Eric extracts a photo from his wallet and slides it across to Anne.
‘Wow! That’s a smile to die for. And she’s a …’ she asks, passing the photo to Joe.
‘A logistics engineer. And a damn good one, like I said.’
Joe’s eyebrows lift, and he can’t supress a slow headshake.
‘I’ll make the joke for you, prick,’ Eric says. ‘She’s out of my league. And don’t I know it. But …’
They wait.
He takes the photo back. Has another mouthful of lamb. Playing for time, searching for words.
‘I’m in heaven, right. Bliss and contentment await, and fuck you Lil. When I got the call from IV about this trip, we started trying to compute the details about what I should be sussing out while I’m here. Visa forms for Ruvini. Does Oz recognise a Sri Lankan marriage? Does she get automatic entry? All that sort of stuff that I haven’t got a clue about. We were getting so excited.
‘Then at the airport. The last thing she said to me. “You take care of yourself, Mr Eric”—that’s what we call each other, Mr Eric and Ms Ruvini, not too imaginative as pet names go I know, but it makes us laugh—“You take ca
re of yourself, Mr Eric, you’re my ticket out of this place.”
‘It was a joke! I know it. The way she said it. She was smiling—just like in that photo. And a goodbye kiss that’s still giving me goosebumps.
‘But on the plane, all the way here, it just got stuck in my head, like an earworm. “My ticket out”.’

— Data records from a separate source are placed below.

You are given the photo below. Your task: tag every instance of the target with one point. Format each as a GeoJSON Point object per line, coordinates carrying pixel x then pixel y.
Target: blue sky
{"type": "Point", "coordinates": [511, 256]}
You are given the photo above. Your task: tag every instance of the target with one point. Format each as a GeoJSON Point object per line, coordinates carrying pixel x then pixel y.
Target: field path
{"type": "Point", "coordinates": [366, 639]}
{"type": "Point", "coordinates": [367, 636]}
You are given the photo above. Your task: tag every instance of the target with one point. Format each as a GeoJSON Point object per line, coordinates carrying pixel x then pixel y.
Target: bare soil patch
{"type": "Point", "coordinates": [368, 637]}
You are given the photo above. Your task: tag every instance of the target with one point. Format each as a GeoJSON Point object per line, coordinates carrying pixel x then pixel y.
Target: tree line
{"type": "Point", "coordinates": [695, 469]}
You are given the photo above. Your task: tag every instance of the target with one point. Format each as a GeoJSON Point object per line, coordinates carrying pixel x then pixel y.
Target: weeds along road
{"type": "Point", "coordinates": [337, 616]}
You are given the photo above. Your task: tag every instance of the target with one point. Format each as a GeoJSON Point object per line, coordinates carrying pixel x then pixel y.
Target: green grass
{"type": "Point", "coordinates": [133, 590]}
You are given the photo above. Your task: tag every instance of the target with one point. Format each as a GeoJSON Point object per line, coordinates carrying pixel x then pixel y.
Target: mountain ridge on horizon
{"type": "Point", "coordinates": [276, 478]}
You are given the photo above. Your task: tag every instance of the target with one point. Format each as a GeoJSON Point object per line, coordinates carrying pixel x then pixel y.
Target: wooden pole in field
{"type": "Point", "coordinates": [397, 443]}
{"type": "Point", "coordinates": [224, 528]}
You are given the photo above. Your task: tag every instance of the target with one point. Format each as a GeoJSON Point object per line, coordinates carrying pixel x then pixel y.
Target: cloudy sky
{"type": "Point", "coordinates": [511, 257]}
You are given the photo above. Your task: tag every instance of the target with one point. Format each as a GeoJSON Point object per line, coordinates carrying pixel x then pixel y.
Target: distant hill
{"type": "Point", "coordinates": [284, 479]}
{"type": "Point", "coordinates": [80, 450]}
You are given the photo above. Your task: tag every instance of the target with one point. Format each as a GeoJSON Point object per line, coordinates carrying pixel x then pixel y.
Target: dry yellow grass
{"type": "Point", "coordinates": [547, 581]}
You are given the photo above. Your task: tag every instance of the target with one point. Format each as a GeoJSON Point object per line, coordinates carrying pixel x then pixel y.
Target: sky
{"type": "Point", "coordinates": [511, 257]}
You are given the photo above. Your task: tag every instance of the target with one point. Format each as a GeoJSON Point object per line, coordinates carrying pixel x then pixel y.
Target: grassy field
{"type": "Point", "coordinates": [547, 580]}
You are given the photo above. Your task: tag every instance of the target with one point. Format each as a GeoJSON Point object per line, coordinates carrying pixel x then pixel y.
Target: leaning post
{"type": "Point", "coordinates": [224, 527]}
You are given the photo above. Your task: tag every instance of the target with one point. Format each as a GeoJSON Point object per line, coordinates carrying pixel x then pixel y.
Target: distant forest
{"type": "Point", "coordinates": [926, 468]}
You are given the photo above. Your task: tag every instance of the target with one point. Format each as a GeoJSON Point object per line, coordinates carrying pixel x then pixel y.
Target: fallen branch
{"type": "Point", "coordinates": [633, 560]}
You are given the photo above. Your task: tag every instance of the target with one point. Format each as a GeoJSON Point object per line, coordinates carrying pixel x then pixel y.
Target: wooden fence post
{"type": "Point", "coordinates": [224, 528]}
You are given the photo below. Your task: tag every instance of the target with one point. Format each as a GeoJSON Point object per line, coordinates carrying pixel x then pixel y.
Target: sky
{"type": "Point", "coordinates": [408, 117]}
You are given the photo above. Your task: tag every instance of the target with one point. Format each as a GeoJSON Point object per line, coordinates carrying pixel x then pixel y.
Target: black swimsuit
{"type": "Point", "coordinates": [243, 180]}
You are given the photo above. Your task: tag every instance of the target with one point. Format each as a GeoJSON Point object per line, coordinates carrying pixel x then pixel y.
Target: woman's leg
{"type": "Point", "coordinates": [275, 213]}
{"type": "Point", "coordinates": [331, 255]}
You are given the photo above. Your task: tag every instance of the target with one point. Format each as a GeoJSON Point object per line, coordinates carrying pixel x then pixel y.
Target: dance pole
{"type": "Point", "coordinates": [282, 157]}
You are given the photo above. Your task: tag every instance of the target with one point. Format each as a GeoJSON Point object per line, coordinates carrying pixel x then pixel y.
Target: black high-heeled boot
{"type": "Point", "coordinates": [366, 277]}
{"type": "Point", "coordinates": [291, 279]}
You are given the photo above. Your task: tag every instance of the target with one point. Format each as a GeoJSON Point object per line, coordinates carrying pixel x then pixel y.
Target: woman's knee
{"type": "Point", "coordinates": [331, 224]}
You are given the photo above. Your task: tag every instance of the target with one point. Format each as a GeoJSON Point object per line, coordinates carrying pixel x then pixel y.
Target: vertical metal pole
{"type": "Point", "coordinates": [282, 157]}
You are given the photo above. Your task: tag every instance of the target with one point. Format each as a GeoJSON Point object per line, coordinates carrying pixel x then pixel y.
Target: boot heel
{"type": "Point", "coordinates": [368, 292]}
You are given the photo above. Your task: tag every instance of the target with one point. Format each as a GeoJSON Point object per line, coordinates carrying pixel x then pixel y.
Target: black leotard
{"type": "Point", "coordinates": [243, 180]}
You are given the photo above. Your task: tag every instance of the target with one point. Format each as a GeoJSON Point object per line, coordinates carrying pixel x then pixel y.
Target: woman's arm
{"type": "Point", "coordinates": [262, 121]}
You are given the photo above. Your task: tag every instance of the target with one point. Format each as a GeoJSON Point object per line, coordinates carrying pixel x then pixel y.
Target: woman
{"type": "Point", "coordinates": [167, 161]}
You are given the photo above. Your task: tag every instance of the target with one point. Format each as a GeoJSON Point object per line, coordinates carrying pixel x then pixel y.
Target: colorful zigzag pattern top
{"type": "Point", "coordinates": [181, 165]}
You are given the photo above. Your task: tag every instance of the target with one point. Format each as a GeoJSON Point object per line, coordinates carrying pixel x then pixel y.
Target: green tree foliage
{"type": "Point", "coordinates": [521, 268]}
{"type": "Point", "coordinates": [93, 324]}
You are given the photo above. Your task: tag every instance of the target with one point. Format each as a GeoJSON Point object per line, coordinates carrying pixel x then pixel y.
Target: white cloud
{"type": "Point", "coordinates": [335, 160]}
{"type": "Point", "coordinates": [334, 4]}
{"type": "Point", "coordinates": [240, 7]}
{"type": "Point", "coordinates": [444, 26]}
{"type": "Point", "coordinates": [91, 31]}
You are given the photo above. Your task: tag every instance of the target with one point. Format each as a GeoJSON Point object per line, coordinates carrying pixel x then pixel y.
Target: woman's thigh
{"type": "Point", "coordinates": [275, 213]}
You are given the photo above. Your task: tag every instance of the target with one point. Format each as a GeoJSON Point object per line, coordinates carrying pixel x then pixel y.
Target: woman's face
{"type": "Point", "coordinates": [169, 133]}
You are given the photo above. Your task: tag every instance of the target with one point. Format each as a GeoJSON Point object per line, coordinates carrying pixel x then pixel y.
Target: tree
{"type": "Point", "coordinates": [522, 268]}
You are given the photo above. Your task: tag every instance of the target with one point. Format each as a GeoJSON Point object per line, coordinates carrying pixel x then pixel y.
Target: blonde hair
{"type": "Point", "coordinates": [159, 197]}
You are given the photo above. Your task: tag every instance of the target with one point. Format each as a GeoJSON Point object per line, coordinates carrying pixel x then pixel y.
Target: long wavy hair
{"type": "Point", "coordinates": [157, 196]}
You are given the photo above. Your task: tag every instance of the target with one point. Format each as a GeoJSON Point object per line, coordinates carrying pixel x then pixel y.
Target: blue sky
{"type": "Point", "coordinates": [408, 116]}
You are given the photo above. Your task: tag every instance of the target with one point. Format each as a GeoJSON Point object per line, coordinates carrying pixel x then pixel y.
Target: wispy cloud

He shudders. Down to his core.
‘She hates the government there. She’s a Tamil see. And it just messes up her life. It’s why she’s working about three levels below her competency, and in aid not construction. What if she is just after the ticket out? What if I’m just the gullible patsy?
‘She’s not like that. I swear. But the damn earworm won’t go away.’
Anne reaches across to place a hand on his forearm. ‘Me and my big mouth hey. I’m truly sorry.’
He summons a smile for her. Spears a golden spud, but drops his fork back to his plate without eating it. ‘It’s doing my head in. Big-time.
‘I’m terrified of saying the wrong thing. You guys know how hopeless I am at this sort of stuff. But I don’t feel like I can just ignore it. That’s what I want to do, because I know it’s rubbish. But this is the rest of my life. It’s too big to leave any loose ends or nagging doubts. I’m going to have to find a way to talk to her without fucking the whole thing up.’
He throws a quick glance at them, then stares at his plate for a few moments, before closing the subject by declaring, ‘This tucker’s too good to let it get cold.’
Eric’s Ruvini dilemma is left hanging, but all three of them are intensely relieved to have got through the field of eggshells, and to finish off the night with three-handed cribbage and their familiar bonhomie and repartee, even if Eric finds it an effort.
FINAL EXIT
The relief does not last for Joe. As soon as he lies down he is fretting about the weekend to come. It has been coming for what seems like forever, but he is still at a complete loss as to how to handle ‘the conversation’ with Anne. Two trips down to the drinks cupboard, padding as quietly as he can past Eric’s bedroom door, and hours of tossing and turning, bring him no closer. Again and again he finds himself returning to the book.